—¿Por qué no se ocupa de eso Osnard? —preguntó Stormont.
—Como embajador suyo, he preferido no fomentar su participación en esto. El chico carga ya con suficientes responsabilidades. Es joven. Está aún en su etapa de aprendizaje. Estos individuos de la oposición se sienten más tranquilos si lleva el timón una mano avezada. Algunos son personas como nosotros, pero otros son gente primitiva de las clases trabajadoras: estibadores, campesinos, pescadores y demás. Será mejor que soportemos el peso nosotros. Ofreceremos apoyo asimismo a un misterioso grupo de estudiantes que se dedica a fabricar bombas, lo cual es siempre delicado. Los estudiantes quedarán también bajo nuestra tutela. No me cabe duda que harás un buen papel con ellos, te noto preocupado, Nigel. ¿Te he alarmado?
—¿Por qué no envían más espías?
—Bueno, no creo que sea necesario. Recibiremos la visita de algún que otro fogonero, hombres como Luxmore-Mellors pero no vendrá nadie a ocupar una plaza permanente. No conviene aumentar los efectivos de la embajada de manera poco natural; suscitaría comentarios. También insistí en eso.
—¿Insistió
usted
? —dijo Stormont, incrédulo.
—Sí, en efecto. Con dos cabezas tan experimentadas como la tuya y la mía, aduje, era innecesario ampliar el personal. Me mostré tajante. Nos lo ensuciarían todo, dije, inaceptable.
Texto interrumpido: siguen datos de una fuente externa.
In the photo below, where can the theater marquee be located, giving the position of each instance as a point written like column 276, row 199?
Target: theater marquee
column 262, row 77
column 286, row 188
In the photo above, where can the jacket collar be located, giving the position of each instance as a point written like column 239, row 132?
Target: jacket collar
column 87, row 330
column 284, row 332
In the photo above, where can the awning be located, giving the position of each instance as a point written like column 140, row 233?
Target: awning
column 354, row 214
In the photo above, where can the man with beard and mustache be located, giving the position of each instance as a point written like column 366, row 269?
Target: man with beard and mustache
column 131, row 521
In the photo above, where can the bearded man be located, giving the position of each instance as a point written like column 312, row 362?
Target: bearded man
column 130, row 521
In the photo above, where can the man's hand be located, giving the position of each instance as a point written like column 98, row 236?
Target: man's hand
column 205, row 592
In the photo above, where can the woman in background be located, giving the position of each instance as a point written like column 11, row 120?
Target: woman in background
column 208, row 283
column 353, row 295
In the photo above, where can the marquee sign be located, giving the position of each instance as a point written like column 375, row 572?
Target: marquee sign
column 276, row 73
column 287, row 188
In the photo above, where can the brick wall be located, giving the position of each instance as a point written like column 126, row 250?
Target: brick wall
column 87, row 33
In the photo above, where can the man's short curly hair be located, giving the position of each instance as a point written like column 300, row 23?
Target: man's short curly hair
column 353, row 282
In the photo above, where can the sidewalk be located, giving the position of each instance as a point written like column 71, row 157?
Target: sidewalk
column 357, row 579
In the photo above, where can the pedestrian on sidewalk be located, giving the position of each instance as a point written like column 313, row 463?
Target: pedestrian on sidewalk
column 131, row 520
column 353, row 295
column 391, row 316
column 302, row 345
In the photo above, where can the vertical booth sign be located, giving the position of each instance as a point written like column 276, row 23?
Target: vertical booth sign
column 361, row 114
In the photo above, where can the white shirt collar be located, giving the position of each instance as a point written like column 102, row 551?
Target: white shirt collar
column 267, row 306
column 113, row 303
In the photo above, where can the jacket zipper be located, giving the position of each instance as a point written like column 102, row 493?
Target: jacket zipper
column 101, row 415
Hice valer el rango. Afirmé que éramos hombres de mundo. Habrías estado orgulloso de mí.
Stormont creyó advertir un destello desconocido en los ojos del embajador, algo que podría definirse como el despertar del deseo.
—Tendremos que equiparnos bien —continuó Maltby con el entusiasmo de un colegial esperando un nuevo tren eléctrico—. Radios, coches, casas francas, mensajeros, y no hablemos ya del material bélico: metralletas, minas, lanzagranadas, cantidades ingentes de explosivos, claro está, detonadores; todo aquello con lo que hayas soñado alguna vez. Ninguna moderna oposición silenciosa puede prescindir de esas cosas, me aseguraron. Y los repuestos son de vital importancia, según ellos. Ya sabes lo descuidados que son los estudiantes. Dales una radio por la mañana, y a mediodía la tienen ya cubierta de pintadas. Y estoy convencido que las oposiciones silenciosas no se andan con mucha más delicadeza. Para tu tranquilidad, has de saber que las armas serán todas de procedencia británica. Ya hay un fabricante de probada experiencia dispuesto a abastecernos. El ministro Kirby habla muy bien de él. La calidad de sus productos quedó sobradamente demostrada en Irán, ¿o fue en Irak? Tanto en un sitio como en otro, probablemente. Gully también habla muy bien de él, me complace decir, y el Departamento de Personal ha aceptado mi sugerencia de elevarlo de inmediato al rango de bucanero. En este mismo instante Osnard debe de estar tomándole juramento.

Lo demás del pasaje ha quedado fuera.